Title: Cluster Dynamical Mean-Field Theory: Applications to High-Tc Cuprates and to Quantum Chemistry Author(s): Lin, Nan Thesis Consultant(s): Millis, Andrew J.
Reichman, David R. Date: 2012 Type: Dissertations Department: Physics Permanent URL: high-density lipoprotein.handle.internet/10022/AC:P:13443 Notes: Ph.D. Columbia College. Abstract: During this thesis we make use of the lately developed dynamical mean-field approximation to look at problems in strongly correlated electron systems, including high-Tc cuprate superconductors furthermore to some couple of quantum chemical reference systems. Starting with presenting the establishing the interacting electron systems, adopted getting an account across the current understanding in the physics of high-Tc cuprate superconductors. The approximate appliances type in the theoretical framework will most likely be discussed later on. Some quantum chemical method of many-body quantum systems are incorporated for review. Next we present the record methods found in our study. The formalism within the dynamical mean-field approximation will most likely be introduced such as the single-site and cluster versions, adopted using the Exact Diagonalization impurity solver for the solution within the quantum impurity model. Maximum Entropy analytic continuation technique is also discussed, that’s helpful to get the physically relevant response functions. You need to apply dynamical mean-field approximation to high-Tc cuprate superconductors. The 2-particle response functions, for example Raman scattering intensity and optical conductivity, are computed for the two dimensional Hubbard model.

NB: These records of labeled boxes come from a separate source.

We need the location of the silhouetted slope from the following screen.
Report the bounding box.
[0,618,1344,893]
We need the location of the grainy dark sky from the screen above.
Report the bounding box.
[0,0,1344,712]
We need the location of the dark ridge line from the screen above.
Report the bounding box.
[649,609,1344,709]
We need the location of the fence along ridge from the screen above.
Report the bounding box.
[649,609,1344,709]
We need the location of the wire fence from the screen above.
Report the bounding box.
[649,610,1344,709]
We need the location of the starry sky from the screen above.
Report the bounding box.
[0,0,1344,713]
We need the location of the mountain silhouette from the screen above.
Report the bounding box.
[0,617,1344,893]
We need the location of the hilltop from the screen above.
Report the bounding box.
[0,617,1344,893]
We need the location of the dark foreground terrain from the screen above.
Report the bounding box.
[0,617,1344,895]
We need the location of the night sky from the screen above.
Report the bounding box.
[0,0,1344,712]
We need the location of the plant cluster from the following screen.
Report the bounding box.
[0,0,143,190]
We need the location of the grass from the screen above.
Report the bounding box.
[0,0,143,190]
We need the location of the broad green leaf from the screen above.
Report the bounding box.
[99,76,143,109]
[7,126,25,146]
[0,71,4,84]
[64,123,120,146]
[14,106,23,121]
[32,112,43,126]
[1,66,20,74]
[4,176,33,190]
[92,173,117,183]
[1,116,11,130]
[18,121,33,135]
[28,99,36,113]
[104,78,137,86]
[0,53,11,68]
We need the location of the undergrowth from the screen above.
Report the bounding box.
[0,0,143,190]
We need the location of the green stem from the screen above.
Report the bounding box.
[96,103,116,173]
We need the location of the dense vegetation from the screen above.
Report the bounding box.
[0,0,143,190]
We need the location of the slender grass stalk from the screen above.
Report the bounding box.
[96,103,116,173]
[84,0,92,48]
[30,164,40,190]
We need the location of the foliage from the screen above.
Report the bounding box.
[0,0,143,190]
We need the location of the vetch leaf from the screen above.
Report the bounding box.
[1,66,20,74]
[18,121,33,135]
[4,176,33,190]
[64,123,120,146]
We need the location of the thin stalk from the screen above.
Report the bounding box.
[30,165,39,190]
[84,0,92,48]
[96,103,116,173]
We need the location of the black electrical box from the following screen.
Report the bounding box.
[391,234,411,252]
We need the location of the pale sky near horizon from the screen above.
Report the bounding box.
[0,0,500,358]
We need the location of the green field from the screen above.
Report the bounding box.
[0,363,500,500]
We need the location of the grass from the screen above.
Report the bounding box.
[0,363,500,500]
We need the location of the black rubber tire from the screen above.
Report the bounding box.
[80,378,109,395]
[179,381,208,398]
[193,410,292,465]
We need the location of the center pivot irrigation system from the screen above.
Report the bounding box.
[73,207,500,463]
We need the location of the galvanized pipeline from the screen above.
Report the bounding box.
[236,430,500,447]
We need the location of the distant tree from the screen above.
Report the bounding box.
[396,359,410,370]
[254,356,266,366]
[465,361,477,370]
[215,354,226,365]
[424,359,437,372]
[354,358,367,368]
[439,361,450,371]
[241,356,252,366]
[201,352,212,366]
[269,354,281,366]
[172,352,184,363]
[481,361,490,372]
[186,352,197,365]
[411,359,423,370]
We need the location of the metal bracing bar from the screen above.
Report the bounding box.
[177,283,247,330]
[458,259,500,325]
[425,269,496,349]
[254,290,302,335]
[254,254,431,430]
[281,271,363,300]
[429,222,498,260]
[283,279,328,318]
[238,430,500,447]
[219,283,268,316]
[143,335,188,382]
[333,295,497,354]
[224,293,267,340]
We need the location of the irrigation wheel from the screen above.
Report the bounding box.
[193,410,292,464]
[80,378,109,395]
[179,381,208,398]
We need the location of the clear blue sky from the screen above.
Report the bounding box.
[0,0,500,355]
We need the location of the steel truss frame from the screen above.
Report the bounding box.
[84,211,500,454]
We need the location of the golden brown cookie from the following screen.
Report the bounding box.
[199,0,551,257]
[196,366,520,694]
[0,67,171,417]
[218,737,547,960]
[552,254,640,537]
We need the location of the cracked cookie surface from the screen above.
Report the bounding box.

The calculations would be the vertex corrections which are needed to acquire physically reasonable leads to interacting electron systems. We see the physics within the pseudogap in cuprates. The suppression of density of states near Fermi surface exists within our calculations, that’s in qualitative agreement while using the experimental data. Finally we discuss using dynamical mean-field theory to quantum chemistry. We extend the formalism of dynamical mean-field approximation to finite systems, and compare its performance in hydrogen clusters with some other spatial configurations as well as other leading quantum chemical approaches. Dynamical mean-field theory involves mapping onto a quantum impurity model. We further see the quantum impurity model representation within the transition metal dioxide molecules. The conceptual and technical difficulties will most likely be discussed. Subject(s): Condensed matter physics Item views: 449 Metadata: text xml Recommended Citation: Nan Lin. 2012, Cluster Dynamical Mean-Field Theory: Applications to High-Tc Cuprates and to Quantum Chemistry, Columbia College Academic Commons, high-density lipoprotein.handle.internet/10022/AC:P:13443.